People in this situation will have limited access to healthcare and will be forced to rely on the Interim Federal Health Program (IFHP), which provides restricted health coverage. Recent changes introducing co-payments under the IFHP will further increase barriers to care. That is, as of May 2026, individuals are required to pay $4 per prescription and 30% of the cost of supplemental health services, including dental care, vision care, mental health services, and access to assistive devices. For individuals living in legal limbo, these costs are significant and may make essential care inaccessible.
Bill C-12 will also expand provisions resulting in more refugee claims being declared abandoned. Under the legislation, claims will be considered abandoned where people are unable to provide required documents in a timely manner or miss an interview — often due to systemic barriers such as lack of legal representation, language and technological challenges, illness, or unstable housing. As noted by CCR, this will disproportionately impact already marginalized individuals, including those with health conditions.
Individuals whose claims are deemed abandoned are barred from accessing PRRAs for 12 months and are not entitled to a stay of removal, creating a real risk of deportation without adequate assessment of the risks they face upon removal. Others will remain in Canada without status while also losing access to healthcare coverage, as IFHP is not available to those whose claims are deemed abandoned. These individuals will be forced to delay or forgo care altogether.
These are only a few examples of the wide-ranging impacts of Bill C-12.

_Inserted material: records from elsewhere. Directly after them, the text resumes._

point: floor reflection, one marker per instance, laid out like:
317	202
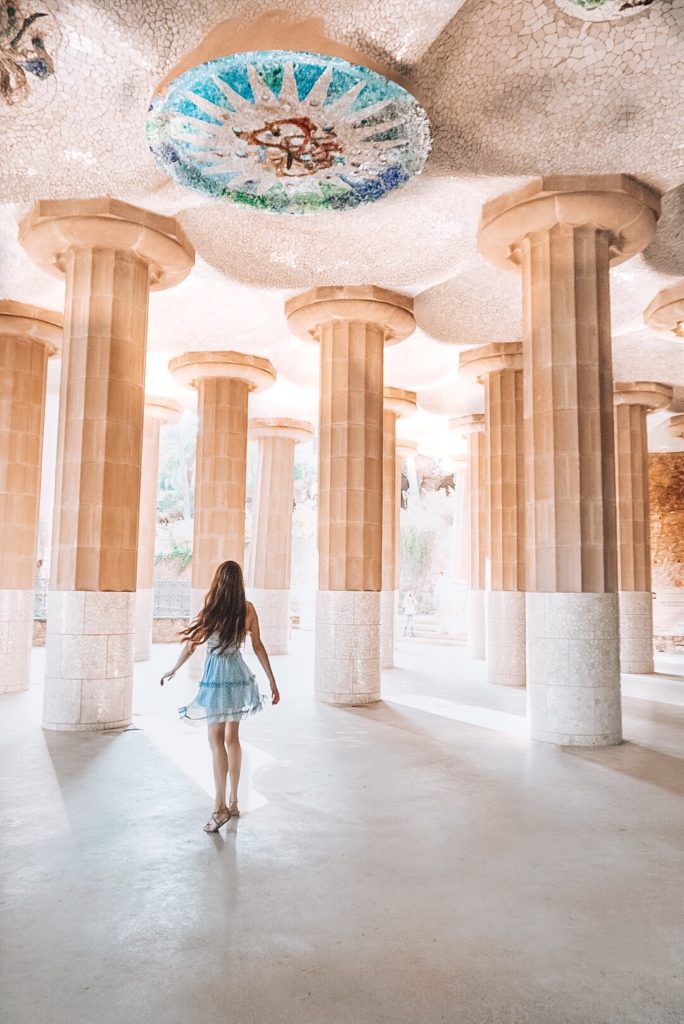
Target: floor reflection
514	725
186	747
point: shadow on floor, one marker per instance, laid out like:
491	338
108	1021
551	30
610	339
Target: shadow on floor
638	762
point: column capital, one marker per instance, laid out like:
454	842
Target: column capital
650	394
402	403
476	364
299	431
614	203
167	411
32	322
676	425
190	368
473	423
307	312
405	449
666	313
53	226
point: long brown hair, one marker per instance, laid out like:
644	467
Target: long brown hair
224	610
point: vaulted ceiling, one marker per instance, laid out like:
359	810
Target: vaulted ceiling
512	89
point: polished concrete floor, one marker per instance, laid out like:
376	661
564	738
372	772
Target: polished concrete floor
413	862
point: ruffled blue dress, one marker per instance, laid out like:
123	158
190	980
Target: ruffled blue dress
228	690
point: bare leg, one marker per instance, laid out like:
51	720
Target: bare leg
220	762
234	761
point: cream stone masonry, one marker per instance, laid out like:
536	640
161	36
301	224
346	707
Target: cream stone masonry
112	254
499	367
268	574
397	404
223	381
29	336
634	401
351	325
666	312
563	232
159	411
472	427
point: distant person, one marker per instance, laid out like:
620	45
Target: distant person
409	611
228	690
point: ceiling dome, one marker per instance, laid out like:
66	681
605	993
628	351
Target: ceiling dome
288	131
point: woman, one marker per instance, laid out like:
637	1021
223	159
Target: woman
227	689
410	611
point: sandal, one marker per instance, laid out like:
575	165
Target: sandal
216	821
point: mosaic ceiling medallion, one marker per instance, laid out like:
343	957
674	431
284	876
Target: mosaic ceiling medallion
28	40
604	10
288	132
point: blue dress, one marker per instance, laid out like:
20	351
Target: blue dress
228	690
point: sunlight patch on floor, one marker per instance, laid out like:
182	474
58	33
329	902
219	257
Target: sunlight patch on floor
186	747
514	725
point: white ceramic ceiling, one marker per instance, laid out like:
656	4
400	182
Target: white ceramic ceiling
512	89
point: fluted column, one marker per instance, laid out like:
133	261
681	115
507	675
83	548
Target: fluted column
499	367
562	233
159	411
29	336
633	403
472	427
397	404
112	254
351	326
223	381
270	546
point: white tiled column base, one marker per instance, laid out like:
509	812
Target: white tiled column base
506	637
16	612
347	646
573	692
636	631
89	660
272	607
144	606
195	665
388	604
475	624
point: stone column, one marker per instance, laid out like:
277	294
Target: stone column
563	233
351	325
223	382
29	336
270	545
666	313
158	411
112	254
633	403
472	427
499	367
397	404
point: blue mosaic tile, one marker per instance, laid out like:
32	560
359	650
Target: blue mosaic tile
288	131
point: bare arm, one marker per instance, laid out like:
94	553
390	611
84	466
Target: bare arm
252	627
187	651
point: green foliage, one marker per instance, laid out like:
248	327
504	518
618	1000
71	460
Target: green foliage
416	546
182	553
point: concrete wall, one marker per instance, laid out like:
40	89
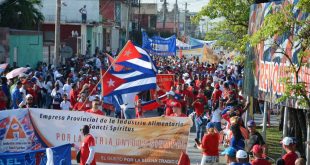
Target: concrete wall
70	13
26	48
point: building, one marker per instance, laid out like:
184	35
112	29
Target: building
21	47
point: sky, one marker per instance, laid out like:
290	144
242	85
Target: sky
192	5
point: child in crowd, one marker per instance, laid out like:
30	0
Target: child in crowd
65	104
209	145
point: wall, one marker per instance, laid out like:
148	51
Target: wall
70	13
28	46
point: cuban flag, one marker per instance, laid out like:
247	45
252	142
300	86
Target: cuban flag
3	67
117	83
134	57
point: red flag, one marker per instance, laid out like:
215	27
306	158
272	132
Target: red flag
184	159
128	52
180	55
116	67
109	83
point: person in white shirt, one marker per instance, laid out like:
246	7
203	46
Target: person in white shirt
216	115
65	104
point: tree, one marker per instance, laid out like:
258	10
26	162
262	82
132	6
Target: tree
20	14
231	31
284	22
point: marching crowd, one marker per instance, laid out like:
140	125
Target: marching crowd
208	93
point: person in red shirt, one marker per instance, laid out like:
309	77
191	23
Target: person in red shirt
198	106
83	103
217	94
3	99
177	109
170	99
258	156
73	95
95	108
209	145
289	146
87	148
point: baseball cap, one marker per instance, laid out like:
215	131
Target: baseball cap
230	151
210	125
251	123
176	104
257	148
241	154
287	141
170	93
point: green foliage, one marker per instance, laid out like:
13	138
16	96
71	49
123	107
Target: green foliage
281	23
231	32
20	14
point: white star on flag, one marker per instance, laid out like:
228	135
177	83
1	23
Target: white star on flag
128	53
111	82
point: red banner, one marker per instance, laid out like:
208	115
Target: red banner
165	81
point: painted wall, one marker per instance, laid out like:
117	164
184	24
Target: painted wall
26	49
70	13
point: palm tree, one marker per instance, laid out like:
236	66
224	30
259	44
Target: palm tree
20	14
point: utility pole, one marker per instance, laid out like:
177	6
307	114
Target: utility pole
128	19
164	14
57	33
185	14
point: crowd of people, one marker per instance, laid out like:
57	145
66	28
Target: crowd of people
208	93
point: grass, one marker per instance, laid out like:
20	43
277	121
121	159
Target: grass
274	136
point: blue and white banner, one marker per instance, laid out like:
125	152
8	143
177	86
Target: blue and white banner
159	46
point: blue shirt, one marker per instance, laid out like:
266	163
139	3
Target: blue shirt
16	97
237	145
234	163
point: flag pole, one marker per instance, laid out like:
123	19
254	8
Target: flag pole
104	74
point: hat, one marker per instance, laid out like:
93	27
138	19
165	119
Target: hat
230	151
287	141
28	96
251	123
210	125
176	104
22	75
241	154
257	148
170	93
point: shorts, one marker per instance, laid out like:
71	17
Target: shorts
209	159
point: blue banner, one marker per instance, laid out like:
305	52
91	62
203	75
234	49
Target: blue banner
159	46
61	156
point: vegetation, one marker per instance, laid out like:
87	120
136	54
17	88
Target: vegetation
20	14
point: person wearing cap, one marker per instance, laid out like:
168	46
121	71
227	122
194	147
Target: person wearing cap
95	108
242	158
17	96
258	152
254	137
28	103
209	145
167	102
289	145
230	155
177	109
3	99
198	106
87	147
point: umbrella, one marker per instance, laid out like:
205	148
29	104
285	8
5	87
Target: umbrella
3	67
16	72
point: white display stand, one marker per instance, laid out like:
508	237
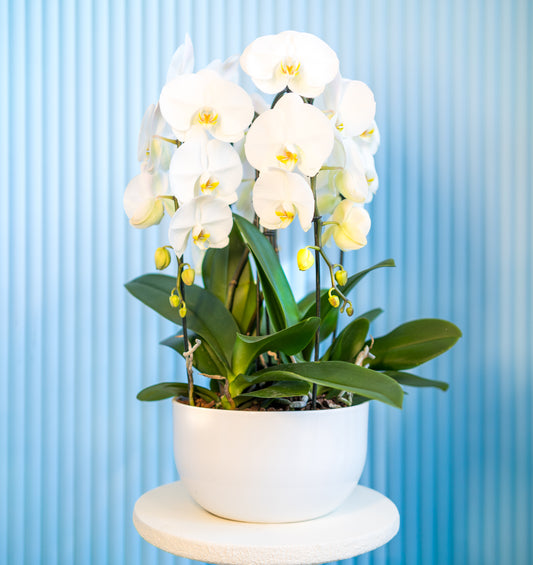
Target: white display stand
168	518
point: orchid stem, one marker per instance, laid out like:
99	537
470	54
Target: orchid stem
185	336
317	228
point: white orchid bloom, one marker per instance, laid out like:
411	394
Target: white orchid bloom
182	61
206	100
207	219
291	135
326	193
301	61
278	196
351	224
201	166
141	199
153	152
351	106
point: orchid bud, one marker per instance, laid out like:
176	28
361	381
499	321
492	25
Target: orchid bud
187	276
341	277
334	300
162	258
305	259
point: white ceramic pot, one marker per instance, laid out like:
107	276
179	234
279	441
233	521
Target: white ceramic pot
270	466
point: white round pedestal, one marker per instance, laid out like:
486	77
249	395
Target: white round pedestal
169	519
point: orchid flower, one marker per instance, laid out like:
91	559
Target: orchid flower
349	227
153	152
141	199
278	196
207	219
291	135
201	166
206	100
351	106
300	61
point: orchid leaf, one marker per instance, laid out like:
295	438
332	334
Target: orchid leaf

Research has consistently demonstrated that immigration status is a key determinant of health. Individuals without stable status face heightened barriers to care, including cost, fear of enforcement, and systemic exclusion. This results in delayed treatment, worse health outcomes, and increased reliance on emergency services—outcomes that are both more harmful for individuals and more costly for public systems.
On March 23, 2026, just three days before Bill C-12 received royal assent, the United Nations Human Rights Committee published its findings on Canada. The Committee underscored our concerns, warning that Bill C-12 may “weaken refugee protection” and emphasizing that Canada must ensure asylum seekers have “unfettered access” to protection and fair procedures. Canada ignored that call.
Bill C-12 is built on a flawed premise: that restricting access to protection will strengthen Canada. In reality, the law will deepen precarity, undermine health, and harm those who are already marginalized. Policies that support people — by ensuring access to stable immigration status and healthcare — are what strengthen public systems, improve health outcomes, and contribute to a just and equitable society.
Bill C-12 moves Canada in the wrong direction and risks becoming a profound public policy failure with serious and lasting consequences.